Empiricist reactions to thought experiments fall along a spectrum. Pierre Duhem condemns thought experiments as illusory sources of support. They have no more place in science than Plato's numerological arguments for the existence of seven planets.

John Norton thinks the success of Albert Einstein's thought experiments shows that Duhem was too dismissive. According to Norton, thought experiments should be heeded exactly to the degree that they can be reduced to cogent arguments. After all, empiricists endorse changes of opinion that are based on surprising deductions and calculations (even if the premises and data were already known).

Mach's Empiricist Account of Thought Experiment

Einstein's early philosophical mentor, Mach, was more concessive than Norton. Mach believed that thought experiments tap into stored “instinctive knowledge.”
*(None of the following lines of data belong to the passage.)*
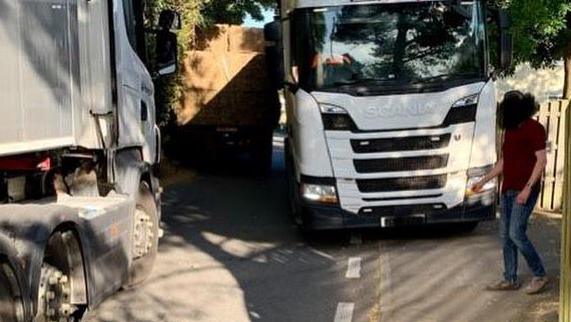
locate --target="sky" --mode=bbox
[243,8,275,28]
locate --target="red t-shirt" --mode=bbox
[502,118,546,192]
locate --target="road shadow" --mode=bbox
[86,139,344,322]
[86,141,561,322]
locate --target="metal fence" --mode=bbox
[535,99,570,213]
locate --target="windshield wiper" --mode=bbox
[333,78,403,86]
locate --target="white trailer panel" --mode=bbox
[0,0,80,156]
[0,0,115,157]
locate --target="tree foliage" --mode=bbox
[497,0,571,67]
[493,0,571,97]
[201,0,276,25]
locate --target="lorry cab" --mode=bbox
[266,0,513,231]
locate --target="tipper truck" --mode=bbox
[0,0,178,320]
[178,25,281,173]
[265,0,514,231]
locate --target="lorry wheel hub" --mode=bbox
[133,208,153,259]
[38,265,74,322]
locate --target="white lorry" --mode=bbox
[265,0,513,231]
[0,0,178,320]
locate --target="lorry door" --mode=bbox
[115,0,157,164]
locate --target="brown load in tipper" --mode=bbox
[179,25,279,127]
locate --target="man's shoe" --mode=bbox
[486,280,521,291]
[525,277,548,295]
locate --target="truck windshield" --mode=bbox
[292,1,487,94]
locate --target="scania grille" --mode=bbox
[354,155,449,173]
[351,134,451,153]
[356,175,447,193]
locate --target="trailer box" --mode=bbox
[0,0,114,157]
[177,25,280,171]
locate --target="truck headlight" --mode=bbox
[452,94,479,108]
[320,103,356,131]
[319,103,348,114]
[466,176,497,196]
[322,114,356,131]
[301,183,338,204]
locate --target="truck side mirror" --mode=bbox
[264,21,285,90]
[498,10,513,71]
[156,30,178,76]
[155,9,180,77]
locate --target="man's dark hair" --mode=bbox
[499,90,539,129]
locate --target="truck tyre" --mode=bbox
[36,263,77,322]
[0,262,24,322]
[125,182,159,287]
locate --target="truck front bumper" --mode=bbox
[301,197,497,231]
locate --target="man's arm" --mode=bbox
[516,149,547,204]
[472,158,503,192]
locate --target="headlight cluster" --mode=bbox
[465,166,498,206]
[320,104,356,131]
[300,183,338,204]
[452,94,479,108]
[466,176,497,197]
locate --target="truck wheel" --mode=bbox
[125,182,159,287]
[0,262,24,322]
[36,263,76,322]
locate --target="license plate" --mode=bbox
[381,214,425,227]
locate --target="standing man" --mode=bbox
[473,91,549,294]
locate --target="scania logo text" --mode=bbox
[364,104,435,118]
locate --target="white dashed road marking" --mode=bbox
[346,257,362,279]
[334,302,355,322]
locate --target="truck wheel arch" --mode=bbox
[0,237,29,322]
[115,148,160,197]
[31,224,89,317]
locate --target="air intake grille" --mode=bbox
[354,155,449,173]
[358,203,447,217]
[356,175,447,193]
[351,134,451,153]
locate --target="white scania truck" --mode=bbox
[265,0,513,231]
[0,0,178,320]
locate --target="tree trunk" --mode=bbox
[564,44,571,99]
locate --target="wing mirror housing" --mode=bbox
[154,9,180,78]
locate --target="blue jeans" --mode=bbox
[500,189,546,282]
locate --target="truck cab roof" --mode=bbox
[287,0,446,10]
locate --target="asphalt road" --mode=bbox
[85,140,560,322]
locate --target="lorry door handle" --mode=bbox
[141,101,148,122]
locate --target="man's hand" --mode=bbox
[471,181,485,194]
[516,187,531,205]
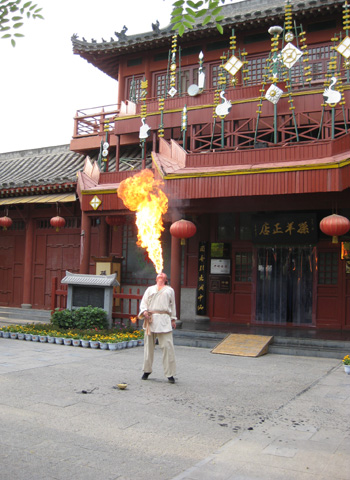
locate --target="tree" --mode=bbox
[170,0,226,36]
[0,0,43,46]
[0,0,225,46]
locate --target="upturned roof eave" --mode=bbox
[71,0,344,60]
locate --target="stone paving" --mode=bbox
[0,337,349,479]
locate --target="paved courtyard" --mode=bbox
[0,338,349,479]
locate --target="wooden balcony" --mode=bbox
[70,81,350,155]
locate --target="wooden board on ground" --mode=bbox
[211,334,273,357]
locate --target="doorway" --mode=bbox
[256,246,314,325]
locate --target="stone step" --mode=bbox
[269,337,349,359]
[173,330,349,359]
[0,308,348,360]
[0,307,51,325]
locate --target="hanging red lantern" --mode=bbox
[319,214,350,243]
[170,219,197,245]
[0,215,13,231]
[105,215,126,231]
[50,215,66,232]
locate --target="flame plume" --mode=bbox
[117,170,168,273]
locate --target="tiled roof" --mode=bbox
[90,145,153,172]
[61,271,119,287]
[0,145,84,190]
[72,0,343,80]
[0,144,152,194]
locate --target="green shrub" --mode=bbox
[74,306,108,330]
[51,306,108,330]
[51,309,75,329]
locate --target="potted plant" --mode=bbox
[2,327,11,339]
[55,332,64,345]
[39,331,48,343]
[7,325,19,339]
[79,333,91,348]
[98,335,110,350]
[89,335,100,349]
[17,327,26,340]
[342,355,350,375]
[47,331,58,343]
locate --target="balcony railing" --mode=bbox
[72,104,119,138]
[71,77,350,153]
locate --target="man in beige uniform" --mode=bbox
[139,272,177,383]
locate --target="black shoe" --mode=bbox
[168,376,175,384]
[142,372,150,380]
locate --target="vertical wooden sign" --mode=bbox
[196,241,208,315]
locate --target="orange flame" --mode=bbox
[117,170,168,273]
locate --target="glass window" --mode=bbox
[125,75,143,103]
[246,43,332,87]
[217,213,235,241]
[235,252,252,282]
[246,55,266,86]
[154,67,202,97]
[155,72,167,98]
[210,63,231,89]
[239,213,252,241]
[318,252,338,285]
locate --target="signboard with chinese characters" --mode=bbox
[209,275,231,293]
[210,258,231,274]
[210,242,231,258]
[252,213,317,244]
[196,241,208,315]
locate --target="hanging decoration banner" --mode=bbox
[252,213,318,244]
[196,241,208,315]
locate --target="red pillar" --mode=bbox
[22,214,34,308]
[115,135,120,172]
[170,213,182,320]
[80,212,91,274]
[99,217,108,257]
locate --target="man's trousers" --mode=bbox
[143,331,176,378]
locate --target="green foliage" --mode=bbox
[51,308,76,330]
[171,0,226,36]
[0,0,43,46]
[51,306,108,331]
[73,306,108,330]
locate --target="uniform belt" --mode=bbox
[149,310,171,315]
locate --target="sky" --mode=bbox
[0,0,175,153]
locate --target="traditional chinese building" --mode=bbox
[0,146,83,309]
[2,0,350,334]
[69,0,350,331]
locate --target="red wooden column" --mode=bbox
[115,135,120,172]
[22,214,34,308]
[170,213,182,320]
[80,212,91,274]
[99,216,108,257]
[117,60,125,104]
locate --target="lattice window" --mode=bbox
[235,252,252,282]
[246,55,266,86]
[318,252,338,285]
[154,67,201,97]
[245,43,331,87]
[125,75,143,103]
[308,44,331,80]
[10,220,25,230]
[36,217,80,229]
[210,63,231,89]
[154,72,167,98]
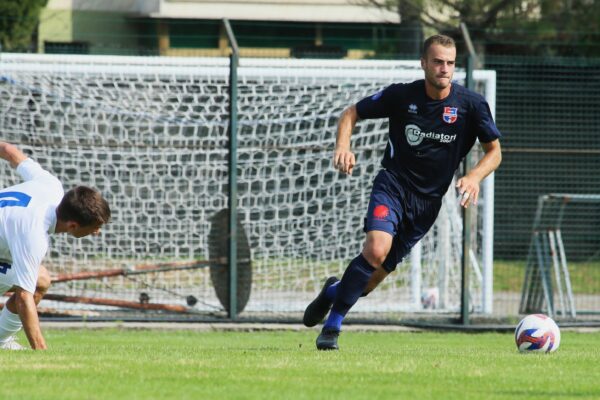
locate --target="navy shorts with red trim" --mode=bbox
[363,169,442,272]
The pictorial form of this knowledge is evident from how questions such as “How many corners are in the capital letter preceding G?” are answered. A mental image of the letter is formed and the corners counted. In a sense, the number of corners was not known (they had to be counted), and in a sense, it was known (all the information was available to quickly answer the question). Information is stored in mental images in the way information is stored in crime scene photographs (which, if need be, can be consulted later for missed clues).